Practitioners can train tool-augmented LLMs without collecting or synthesizing labeled SFT demonstrations, significantly reducing data pipeline costs and enabling faster iteration
The in-context curriculum approach is a reusable design pattern: starting RL with guided demonstrations and annealing to zero-shot can likely generalize to other LLM skill acquisition tasks beyond tool use
ICRL suggests that the boundary between inference-time in-context learning and training-time RL can be productively blurred, opening avenues for data-efficient LLM training in low-resource settings

Abstract

While large language models (LLMs) exhibit strong reasoning abilities, their performance on complex tasks is often constrained by the limitations of their internal knowledge. A compelling approach to overcome this challenge is to augment these models with external tools -- such as Python interpreters for mathematical computations or search engines for retrieving factual information. However, enabling models to use these tools effectively remains a significant challenge. Existing methods typically rely on cold-start pipelines that begin with supervised fine-tuning (SFT), followed by reinforcement learning (RL).

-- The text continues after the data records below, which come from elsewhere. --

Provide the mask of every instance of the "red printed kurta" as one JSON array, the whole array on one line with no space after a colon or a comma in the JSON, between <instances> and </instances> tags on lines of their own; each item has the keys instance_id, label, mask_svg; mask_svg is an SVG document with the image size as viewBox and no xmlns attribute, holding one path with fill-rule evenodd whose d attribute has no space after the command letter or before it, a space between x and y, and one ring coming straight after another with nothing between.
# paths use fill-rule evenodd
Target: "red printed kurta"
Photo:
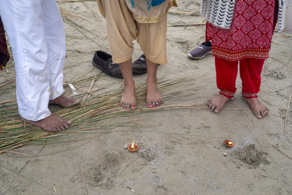
<instances>
[{"instance_id":1,"label":"red printed kurta","mask_svg":"<svg viewBox=\"0 0 292 195\"><path fill-rule=\"evenodd\" d=\"M207 22L206 40L212 55L231 60L269 57L277 19L277 0L237 0L230 29Z\"/></svg>"}]
</instances>

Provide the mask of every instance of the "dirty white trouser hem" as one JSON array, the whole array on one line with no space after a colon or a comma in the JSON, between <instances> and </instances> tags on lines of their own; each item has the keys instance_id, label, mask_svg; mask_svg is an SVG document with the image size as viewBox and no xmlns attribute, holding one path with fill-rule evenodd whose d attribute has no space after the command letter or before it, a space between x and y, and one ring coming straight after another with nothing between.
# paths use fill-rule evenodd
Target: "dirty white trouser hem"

These approaches often require substantial amounts of labeled data for SFT, which is expensive to annotate or synthesize. In this work, we propose In-Context Reinforcement Learning (ICRL), an RL-only framework that eliminates the need for SFT by leveraging few-shot prompting during the rollout stage of RL. Specifically, ICRL introduces in-context examples within the rollout prompts to teach the model how to invoke external tools. Furthermore, as training progresses, the number of in-context examples is gradually reduced, eventually reaching a zero-shot setting where the model learns to call tools independently. We conduct extensive experiments across a range of reasoning and tool-use benchmarks. Results show that ICRL achieves state-of-the-art performance, demonstrating its effectiveness as a scalable, data-efficient alternative to traditional SFT-based pipelines.